Mapping Clean Water Act Violations

For the last several months, we’ve been working with EarthFix to report on the Clean Water Act in the Pacific Northwest. The Act turns 40 on Oct. 18, and our goal with the collaboration was to explain what the Act has — and has not — accomplished in four decades.

I got to tackle the data.

Clean Water Act data is tricky. It’s a federal law, but it’s administered (largely) by the states. It’s up to states to set water standards, enforce those standards, and send a comprehensive report back to the EPA every two years on their progress. The federal database of record, called ECHO, is shot through with errors. Apples-to-apples comparisons across states are nearly impossible.

Nevertheless, we wanted to show what water pollution looks like across the Northwest. Causes and probable sources, primarily. Here’s how we wrangled it.

Collecting the GIS data

Our first step was to get the most current waterbody shapefiles for Idaho, Washington and Oregon.

To figure out impaired waterbodies, we had to go to a different source: the EPA’s state water quality assessment reports, which aggregates the total size of assessed waters by causes of impairment (WA, OR, ID).

Click into the miles (or acres, in the case of lakes) for a particular cause of impairment, and the EPA gives you a nice table with a list of all the waterbodies, with unique IDs, locations, size and cause(s) of impairment. Here’s a list of Washington State rivers impaired by Ammonia.

If you wanted to do that for all 50 states, they’d be easy enough to scrape. For our purposes, it was quicker to copy/paste into Excel (via a text editor to delete the formatting), standardize the data and export it back to CSV.

Putting it in QGIS

Because of differences in record names, I did this next step separately for each state.

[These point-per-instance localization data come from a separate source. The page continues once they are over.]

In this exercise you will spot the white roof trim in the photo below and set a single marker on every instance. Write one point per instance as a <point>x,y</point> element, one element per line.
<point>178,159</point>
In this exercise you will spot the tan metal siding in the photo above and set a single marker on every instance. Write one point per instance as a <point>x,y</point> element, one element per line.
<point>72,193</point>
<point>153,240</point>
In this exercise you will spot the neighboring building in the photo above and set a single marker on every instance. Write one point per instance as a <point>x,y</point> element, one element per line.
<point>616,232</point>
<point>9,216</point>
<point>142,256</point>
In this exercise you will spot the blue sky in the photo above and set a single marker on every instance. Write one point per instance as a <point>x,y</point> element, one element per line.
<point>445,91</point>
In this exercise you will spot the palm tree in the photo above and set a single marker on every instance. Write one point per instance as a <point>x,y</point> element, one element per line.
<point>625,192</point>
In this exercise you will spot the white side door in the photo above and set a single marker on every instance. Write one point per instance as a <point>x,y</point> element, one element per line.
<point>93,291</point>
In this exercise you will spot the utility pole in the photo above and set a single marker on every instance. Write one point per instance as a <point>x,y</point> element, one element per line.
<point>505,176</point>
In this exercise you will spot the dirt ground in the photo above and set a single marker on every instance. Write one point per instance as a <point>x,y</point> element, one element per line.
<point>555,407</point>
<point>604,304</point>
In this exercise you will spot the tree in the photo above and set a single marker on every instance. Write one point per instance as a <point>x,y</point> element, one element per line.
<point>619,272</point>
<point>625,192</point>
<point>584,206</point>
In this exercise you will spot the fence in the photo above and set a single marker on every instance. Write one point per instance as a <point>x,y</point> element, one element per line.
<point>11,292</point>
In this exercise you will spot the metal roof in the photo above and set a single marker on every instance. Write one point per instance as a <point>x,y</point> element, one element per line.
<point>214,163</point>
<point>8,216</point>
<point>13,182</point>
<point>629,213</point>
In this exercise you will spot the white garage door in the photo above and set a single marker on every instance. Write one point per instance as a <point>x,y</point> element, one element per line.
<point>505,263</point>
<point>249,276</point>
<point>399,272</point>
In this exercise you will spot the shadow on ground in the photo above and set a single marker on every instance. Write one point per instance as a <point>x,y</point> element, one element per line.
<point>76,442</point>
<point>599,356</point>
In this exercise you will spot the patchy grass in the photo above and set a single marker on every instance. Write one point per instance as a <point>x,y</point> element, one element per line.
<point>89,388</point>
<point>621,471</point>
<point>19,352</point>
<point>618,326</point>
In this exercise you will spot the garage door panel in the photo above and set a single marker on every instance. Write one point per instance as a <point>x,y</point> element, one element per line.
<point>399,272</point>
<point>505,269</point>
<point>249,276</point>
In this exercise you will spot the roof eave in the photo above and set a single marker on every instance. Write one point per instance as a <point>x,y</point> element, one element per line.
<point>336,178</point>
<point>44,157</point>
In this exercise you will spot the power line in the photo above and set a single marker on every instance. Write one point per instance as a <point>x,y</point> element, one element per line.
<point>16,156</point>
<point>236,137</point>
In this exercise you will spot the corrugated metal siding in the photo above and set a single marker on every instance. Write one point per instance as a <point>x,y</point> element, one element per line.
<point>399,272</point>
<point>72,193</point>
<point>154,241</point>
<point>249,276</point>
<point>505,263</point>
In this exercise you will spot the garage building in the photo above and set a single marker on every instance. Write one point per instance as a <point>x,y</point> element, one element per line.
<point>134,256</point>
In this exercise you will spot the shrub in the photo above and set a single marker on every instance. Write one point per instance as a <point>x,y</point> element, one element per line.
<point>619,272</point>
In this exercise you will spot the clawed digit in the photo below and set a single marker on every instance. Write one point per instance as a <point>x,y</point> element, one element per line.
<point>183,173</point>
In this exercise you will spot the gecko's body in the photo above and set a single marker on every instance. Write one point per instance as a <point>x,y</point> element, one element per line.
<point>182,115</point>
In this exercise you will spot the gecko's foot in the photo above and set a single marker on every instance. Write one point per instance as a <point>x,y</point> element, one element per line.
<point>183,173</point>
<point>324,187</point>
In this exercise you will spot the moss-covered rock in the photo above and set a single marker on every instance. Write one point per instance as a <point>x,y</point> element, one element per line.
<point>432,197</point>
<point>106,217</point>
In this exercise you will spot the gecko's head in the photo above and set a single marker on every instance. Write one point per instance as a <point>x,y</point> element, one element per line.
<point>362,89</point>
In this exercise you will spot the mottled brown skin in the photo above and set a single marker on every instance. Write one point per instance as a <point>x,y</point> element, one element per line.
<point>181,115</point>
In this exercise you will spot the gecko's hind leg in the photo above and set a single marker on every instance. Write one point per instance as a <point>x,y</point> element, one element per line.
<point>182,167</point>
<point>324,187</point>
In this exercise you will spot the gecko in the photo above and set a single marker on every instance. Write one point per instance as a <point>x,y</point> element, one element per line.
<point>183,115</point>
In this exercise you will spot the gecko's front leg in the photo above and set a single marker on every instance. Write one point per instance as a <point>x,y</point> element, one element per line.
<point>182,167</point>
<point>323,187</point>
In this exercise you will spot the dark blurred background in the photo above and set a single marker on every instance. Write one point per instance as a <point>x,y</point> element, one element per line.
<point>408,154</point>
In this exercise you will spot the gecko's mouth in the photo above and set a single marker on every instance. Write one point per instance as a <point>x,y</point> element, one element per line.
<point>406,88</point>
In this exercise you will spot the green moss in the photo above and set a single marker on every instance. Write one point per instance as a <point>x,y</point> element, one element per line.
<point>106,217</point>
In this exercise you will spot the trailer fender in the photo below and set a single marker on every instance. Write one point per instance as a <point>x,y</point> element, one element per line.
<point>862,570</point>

Open a new project and add the waterbodies shapefile(s). Add the CSV of impaired waters by choosing Add Vector Layer in the Layers menu. Then open up the properties menu for the waterbodies and, in the Joins tab, add a vector join. Now the waterbodies attribute table includes the additional fields we made in the CSV file, matched to the proper records using the unique waterbody ID field.

Open that attribute table. Use advanced search to find impaired waters. Here’s what the query looked like for me:


Using the controls at the bottom of the attribute table, invert your selection. (So all NON-IMPAIRED waters are selected.) Toggle editing ON. And delete the selected rows. Be warned: This took a couple of hours to process on my MacBook Pro for Idaho and its 70,000+ records.

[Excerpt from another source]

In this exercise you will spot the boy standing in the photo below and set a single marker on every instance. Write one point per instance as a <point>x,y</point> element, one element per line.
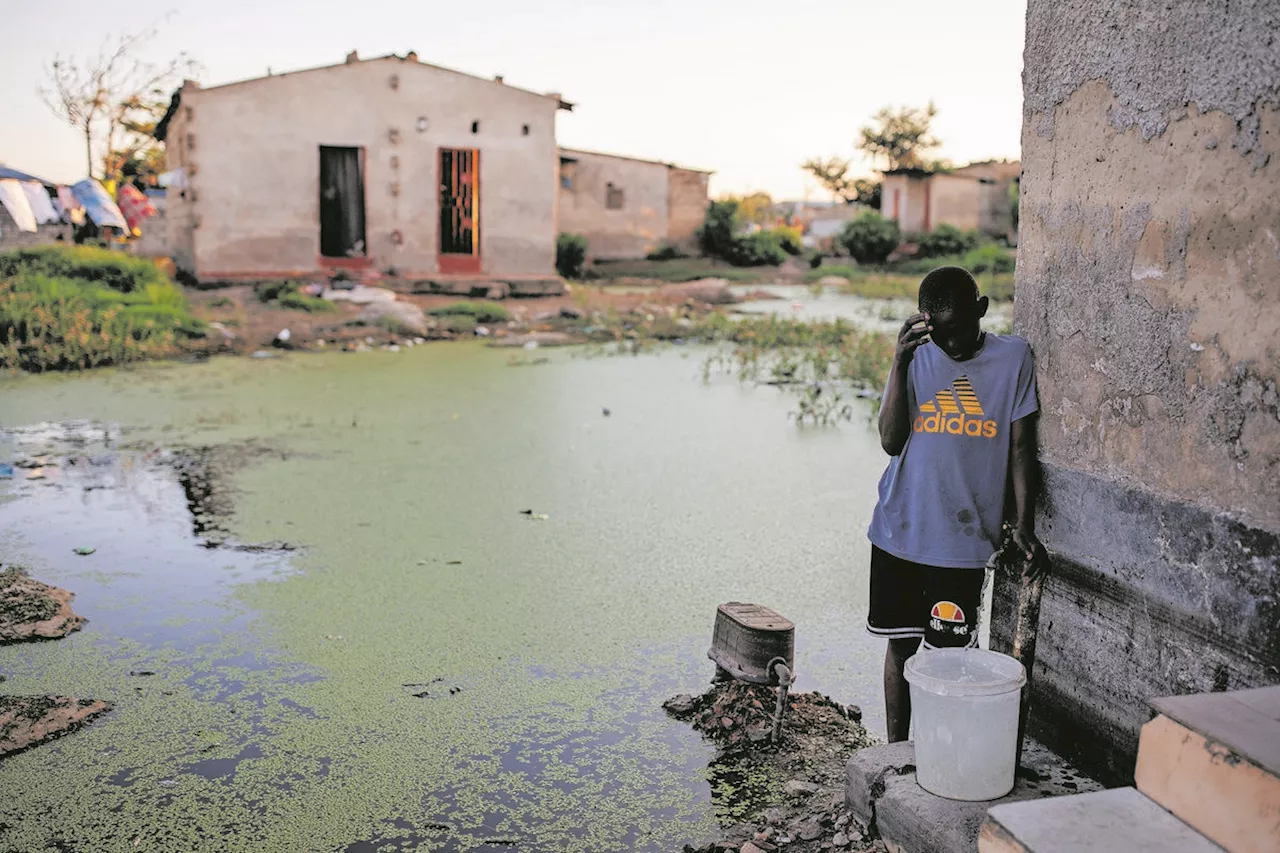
<point>959,422</point>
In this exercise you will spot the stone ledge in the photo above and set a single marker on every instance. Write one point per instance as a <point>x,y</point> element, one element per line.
<point>1109,820</point>
<point>885,798</point>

Adding your map to Fusion Tables

Right click on the waterbodies layer and choose “Export to KML.” Upload that KML file to Fusion Tables. At this point you should have the following columns:

Unique_ID | geometry | Waterbody_Name | Impairment(s) | Color_Style

The last style is to style the map using that last column.

Switch from table view to map view and choose Change Styles. Color by buckets, with a range of 1-5 — or n+1 of however many categories you’re showing on the map.

The Final Product

Here’s the final map we published of nutrient-impaired waters in the Pacific Northwest, as part of a piece on how agriculture is the nation’s biggest polluter but usually goes unpunished. Each state — and the EPA in Idaho — has a different system for assessing its waterways, which partially explains why Washington, Oregon and Idaho appear to have variations in the waters they have listed as impaired.